И все рассмеялись, в то время как Ламбер ошеломленно глядел на учителя.
- Что скажет госпожа баронесса де Сталь, узнав, что вы при переводе искажаете смысл слова, которое обозначает благородный род, патрицианское происхождение?
- Она скажет, что вы глупец! - вполголоса ответил я.
- Господин поэт, вы на восемь дней отправитесь в карцер, - ответил учитель, который, к несчастью, меня услышал.
Бросив на меня невыразимо нежный взгляд, Ламбер тихо повторил:
- Vir nobilis.
Именно госпожа де Сталь часто являлась источником несчастий Ламбера. По всякому поводу и учителя и ученики бросали ему в лицо это имя то с иронией, то с упреком. Луи сразу же постарался попасть в карцер, чтобы составить мне компанию. Там мы были свободнее, чем где бы то ни было, и могли разговаривать целыми днями. В молчаливых дортуарах у каждого ученика была ниша в шесть квадратных футов, на перегородках вверху были устроены решетки, и дверь с просветами запиралась каждый вечер и открывалась каждое утро под наблюдением отца-надзирателя, который был обязан присутствовать при нашем утреннем подъеме и при отходе ко сну. Слуги дортуаров необычайно быстро открывали двери, и скрип этих дверей был тоже одной из особенностей коллежа. Таким образом устроенные альковы служили нам карцерами, где нас иногда держали целыми месяцами. За учениками, помещенными в клетку, наблюдал острый взгляд начальника, надзирателя, который легким шагом приходил и в определенные часы и неожиданно, чтобы проследить, не болтаем ли мы вместо того, чтобы выполнять свои "пенсумы". Но ореховая скорлупа, разбросанная по лестницам, тонкость нашего слуха позволяли нам всегда предвидеть приход надзирателя, и мы могли без всякой помехи отдаваться своим любимым занятиям. Так как чтение нам было запрещено, часы карцера обычно отдавались метафизическим дискуссиям или рассказам о кое-каких любопытных случаях, относившихся к чудесным проявлениям мысли.

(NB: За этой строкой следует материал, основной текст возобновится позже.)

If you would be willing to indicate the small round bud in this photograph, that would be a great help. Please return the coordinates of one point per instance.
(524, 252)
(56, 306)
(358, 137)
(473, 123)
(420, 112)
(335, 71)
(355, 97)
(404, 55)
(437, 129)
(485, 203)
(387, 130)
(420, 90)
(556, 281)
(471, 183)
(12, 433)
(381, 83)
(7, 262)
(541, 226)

Я хочу рассказать один из самых удивительных фактов не только потому, что он относится к Ламберу, но еще и потому, что этот факт решил его научную судьбу. Согласно обычным правилам коллежей, воскресенье и четверг были днями отдыха; но церковные службы, на которых мы обязаны были присутствовать, так заполняли воскресенья, что мы считали четверг нашим единственным праздничным днем.

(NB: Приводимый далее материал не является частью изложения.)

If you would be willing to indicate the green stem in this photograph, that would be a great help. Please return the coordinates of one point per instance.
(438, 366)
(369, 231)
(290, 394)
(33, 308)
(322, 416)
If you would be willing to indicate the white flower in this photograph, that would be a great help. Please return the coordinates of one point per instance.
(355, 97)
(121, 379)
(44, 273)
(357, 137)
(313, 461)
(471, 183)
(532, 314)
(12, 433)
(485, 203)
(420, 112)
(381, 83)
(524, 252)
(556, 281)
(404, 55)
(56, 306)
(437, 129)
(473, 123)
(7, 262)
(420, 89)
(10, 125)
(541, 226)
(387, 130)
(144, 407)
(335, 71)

Прослушав мессу, мы могли располагать временем для долгих прогулок по полям, в окрестностях Вандома. Замок Рошамбо был излюбленнейшим местом для наших экскурсий, может быть, потому, что находился далеко. Младшие редко совершали такую утомительную прогулку; все же учителя раз или два в год предлагали нам поход в Рошамбо в качестве награды. В 1812 году, весной, мы должны были пойти туда в первый раз. Желание видеть знаменитый замок Рошамбо, хозяин которого давал иногда ученикам молока, заставило всех нас вести себя примерно. Итак, ничто не помешало прогулке. Ни я, ни Ламбер не знали долины Луара, где было построено это здание. Поэтому и его и мое воображение было еще накануне весьма возбуждено предстоящей прогулкой, которой обычно радовались в коллеже. Мы говорили о ней весь вечер и собирались истратить на фрукты и молочные продукты деньги, которые нам удавалось приберечь вопреки вандомским законам. На другой день после обеда, в половине первого, мы отправились, получив по кубическому куску хлеба, предназначавшемуся для полдника. Потом легкие, как ласточки, мы шли толпой к знаменитому замку с таким пылом, что долго не чувствовали усталости. Когда мы взобрались на холм, откуда можно было любоваться замком, расположенным на середине склона, и извилистой долиной, где сверкала река, извиваясь, как змея, по красиво закругленной лужайке, и изумительным пейзажем, исполненным невыразимого очарования, одним из тех, с которыми связываются яркие воспоминания юности или любви и которые позже не следует пытаться увидеть снова, Луи Ламбер сказал мне:
- Но я видел все это сегодня ночью во сне!